Limitations & Future Work¶

Training costs remain high (32× A100, 7 days), making rapid iteration difficult.
The design relies on CogVideoX's latent space; scalability to higher resolutions or longer sequences remains to be validated.
Metric depth for real-world data depends on the accuracy of VideoDepthAnything and MegaSaM, introducing the risk of error propagation.
The current framework only supports generation from a single image; extension to multi-view input conditioning is worth exploring.
Motion is represented as simple displacement + rotation + scale deformation, which may be insufficient for topological changes (e.g., object appearance or disappearance).

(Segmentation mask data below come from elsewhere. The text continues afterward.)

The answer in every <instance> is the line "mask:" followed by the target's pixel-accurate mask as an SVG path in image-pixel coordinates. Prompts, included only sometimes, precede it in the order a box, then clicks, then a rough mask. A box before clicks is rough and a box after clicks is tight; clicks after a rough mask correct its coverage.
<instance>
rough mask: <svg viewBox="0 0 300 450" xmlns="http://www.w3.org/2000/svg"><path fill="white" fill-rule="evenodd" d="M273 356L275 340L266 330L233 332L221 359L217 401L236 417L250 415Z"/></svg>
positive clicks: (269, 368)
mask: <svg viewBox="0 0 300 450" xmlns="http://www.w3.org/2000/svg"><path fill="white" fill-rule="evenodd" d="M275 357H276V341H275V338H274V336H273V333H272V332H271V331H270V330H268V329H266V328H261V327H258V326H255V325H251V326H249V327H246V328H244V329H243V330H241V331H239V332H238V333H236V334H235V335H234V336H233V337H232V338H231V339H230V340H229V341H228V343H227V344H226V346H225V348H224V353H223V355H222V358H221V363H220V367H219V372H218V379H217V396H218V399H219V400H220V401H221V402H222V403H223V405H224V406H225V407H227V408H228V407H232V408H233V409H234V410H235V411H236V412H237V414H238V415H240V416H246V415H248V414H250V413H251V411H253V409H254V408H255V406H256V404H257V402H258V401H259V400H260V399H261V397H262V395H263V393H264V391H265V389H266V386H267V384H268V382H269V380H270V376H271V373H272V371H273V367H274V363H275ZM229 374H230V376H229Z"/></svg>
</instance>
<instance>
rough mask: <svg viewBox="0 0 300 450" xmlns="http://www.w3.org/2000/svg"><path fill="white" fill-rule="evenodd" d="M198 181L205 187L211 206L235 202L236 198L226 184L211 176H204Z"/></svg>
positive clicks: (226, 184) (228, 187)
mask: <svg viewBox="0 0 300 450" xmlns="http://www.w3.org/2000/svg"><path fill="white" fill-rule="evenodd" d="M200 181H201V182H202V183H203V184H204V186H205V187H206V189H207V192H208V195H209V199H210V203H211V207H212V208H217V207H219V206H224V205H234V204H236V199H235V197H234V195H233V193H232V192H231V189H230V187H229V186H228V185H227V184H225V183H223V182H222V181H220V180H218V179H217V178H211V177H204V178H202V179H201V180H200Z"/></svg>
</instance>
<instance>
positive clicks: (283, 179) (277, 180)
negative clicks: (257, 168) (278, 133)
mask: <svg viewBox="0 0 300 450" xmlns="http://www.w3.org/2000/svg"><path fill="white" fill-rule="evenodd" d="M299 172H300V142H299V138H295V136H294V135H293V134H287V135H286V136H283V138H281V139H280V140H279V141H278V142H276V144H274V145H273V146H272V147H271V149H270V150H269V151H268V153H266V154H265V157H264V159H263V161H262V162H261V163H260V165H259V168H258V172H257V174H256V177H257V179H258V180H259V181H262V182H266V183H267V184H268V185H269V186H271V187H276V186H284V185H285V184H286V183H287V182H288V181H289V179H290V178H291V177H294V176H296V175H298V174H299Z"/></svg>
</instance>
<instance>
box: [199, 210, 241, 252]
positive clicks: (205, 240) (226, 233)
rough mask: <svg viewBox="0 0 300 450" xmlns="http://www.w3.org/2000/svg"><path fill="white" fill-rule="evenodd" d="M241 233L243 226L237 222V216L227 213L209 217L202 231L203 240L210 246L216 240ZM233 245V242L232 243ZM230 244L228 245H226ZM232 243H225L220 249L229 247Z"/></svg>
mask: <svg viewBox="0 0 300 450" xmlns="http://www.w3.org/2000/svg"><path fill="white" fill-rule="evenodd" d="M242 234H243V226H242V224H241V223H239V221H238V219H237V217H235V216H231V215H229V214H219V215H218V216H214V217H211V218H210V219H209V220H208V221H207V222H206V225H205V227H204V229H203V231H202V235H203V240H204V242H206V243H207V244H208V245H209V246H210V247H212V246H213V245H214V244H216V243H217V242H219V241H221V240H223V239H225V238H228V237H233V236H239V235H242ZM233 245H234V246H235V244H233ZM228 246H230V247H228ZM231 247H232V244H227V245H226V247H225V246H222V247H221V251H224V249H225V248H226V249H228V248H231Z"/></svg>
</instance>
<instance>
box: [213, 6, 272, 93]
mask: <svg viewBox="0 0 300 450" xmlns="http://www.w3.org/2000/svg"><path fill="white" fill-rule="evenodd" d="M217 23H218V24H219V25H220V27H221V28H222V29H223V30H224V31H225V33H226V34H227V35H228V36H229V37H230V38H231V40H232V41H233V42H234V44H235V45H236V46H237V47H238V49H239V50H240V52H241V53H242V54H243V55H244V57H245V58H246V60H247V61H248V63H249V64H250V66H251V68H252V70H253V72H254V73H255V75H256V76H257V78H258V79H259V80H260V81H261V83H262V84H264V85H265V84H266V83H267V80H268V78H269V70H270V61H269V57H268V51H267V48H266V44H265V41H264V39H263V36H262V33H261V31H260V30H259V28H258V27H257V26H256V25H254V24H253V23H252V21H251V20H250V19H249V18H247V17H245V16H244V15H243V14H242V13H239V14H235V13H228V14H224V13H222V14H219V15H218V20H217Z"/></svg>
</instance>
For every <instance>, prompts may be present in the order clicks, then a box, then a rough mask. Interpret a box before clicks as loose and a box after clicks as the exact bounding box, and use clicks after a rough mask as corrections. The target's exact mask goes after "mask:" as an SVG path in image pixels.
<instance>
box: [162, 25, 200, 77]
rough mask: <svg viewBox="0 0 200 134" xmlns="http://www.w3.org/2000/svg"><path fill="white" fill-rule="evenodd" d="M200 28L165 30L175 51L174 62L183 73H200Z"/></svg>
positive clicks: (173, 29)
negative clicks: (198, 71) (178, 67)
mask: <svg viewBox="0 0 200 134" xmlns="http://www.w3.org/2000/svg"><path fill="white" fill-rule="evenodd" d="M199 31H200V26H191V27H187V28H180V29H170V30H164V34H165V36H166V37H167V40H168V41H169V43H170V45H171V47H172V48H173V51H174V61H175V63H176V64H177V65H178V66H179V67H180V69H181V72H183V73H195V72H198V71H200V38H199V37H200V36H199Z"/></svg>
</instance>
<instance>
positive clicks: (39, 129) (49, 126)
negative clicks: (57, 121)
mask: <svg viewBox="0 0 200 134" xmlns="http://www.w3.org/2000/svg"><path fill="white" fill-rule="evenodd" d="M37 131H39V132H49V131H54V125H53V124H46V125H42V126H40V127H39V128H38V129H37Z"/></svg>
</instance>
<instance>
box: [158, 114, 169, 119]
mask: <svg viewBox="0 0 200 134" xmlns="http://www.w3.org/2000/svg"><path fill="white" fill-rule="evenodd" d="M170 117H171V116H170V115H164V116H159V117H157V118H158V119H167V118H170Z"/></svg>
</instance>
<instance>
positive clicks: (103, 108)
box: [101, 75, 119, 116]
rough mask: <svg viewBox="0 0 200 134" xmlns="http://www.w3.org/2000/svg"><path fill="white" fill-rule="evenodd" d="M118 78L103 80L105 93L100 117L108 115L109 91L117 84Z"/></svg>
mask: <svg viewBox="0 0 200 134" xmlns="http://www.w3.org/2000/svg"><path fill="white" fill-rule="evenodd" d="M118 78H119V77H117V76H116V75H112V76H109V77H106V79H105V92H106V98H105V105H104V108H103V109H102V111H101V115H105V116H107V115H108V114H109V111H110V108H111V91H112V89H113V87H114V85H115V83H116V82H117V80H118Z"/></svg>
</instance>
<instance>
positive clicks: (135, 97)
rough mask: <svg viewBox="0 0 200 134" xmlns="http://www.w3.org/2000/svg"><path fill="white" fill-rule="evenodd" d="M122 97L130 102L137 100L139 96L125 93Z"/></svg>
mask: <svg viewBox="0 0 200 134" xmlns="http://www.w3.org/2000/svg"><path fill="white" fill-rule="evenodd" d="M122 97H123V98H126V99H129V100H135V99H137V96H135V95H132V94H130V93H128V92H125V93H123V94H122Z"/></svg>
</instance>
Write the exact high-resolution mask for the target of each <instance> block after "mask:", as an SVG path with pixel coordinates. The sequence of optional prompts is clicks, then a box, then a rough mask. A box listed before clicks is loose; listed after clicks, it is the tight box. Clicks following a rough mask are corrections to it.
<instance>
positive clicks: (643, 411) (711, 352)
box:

CogVideoX serves as the video diffusion backbone, demonstrating the potential of video generation priors for 3D understanding.
The combination of 3DGS and deformation fields provides high-quality, real-time rendering for dynamic scenes.
The progressive training strategy (static → high-resolution → dynamic) represents effective engineering practice for complex tasks.
The framework is extensible to downstream applications such as robotics simulation and VR/AR content creation.

Rating¶

Novelty: ⭐⭐⭐⭐⭐ — First feed-forward 4D generation framework unifying diffusion models with deformable 3DGS.
Experimental Thoroughness: ⭐⭐⭐⭐ — Multi-dimensional evaluation is comprehensive, though comparisons with more feed-forward 4D methods are lacking.
Writing Quality: ⭐⭐⭐⭐ — Well-structured with detailed method descriptions.
Value: ⭐⭐⭐⭐⭐ — Substantial efficiency gains with strong practical utility.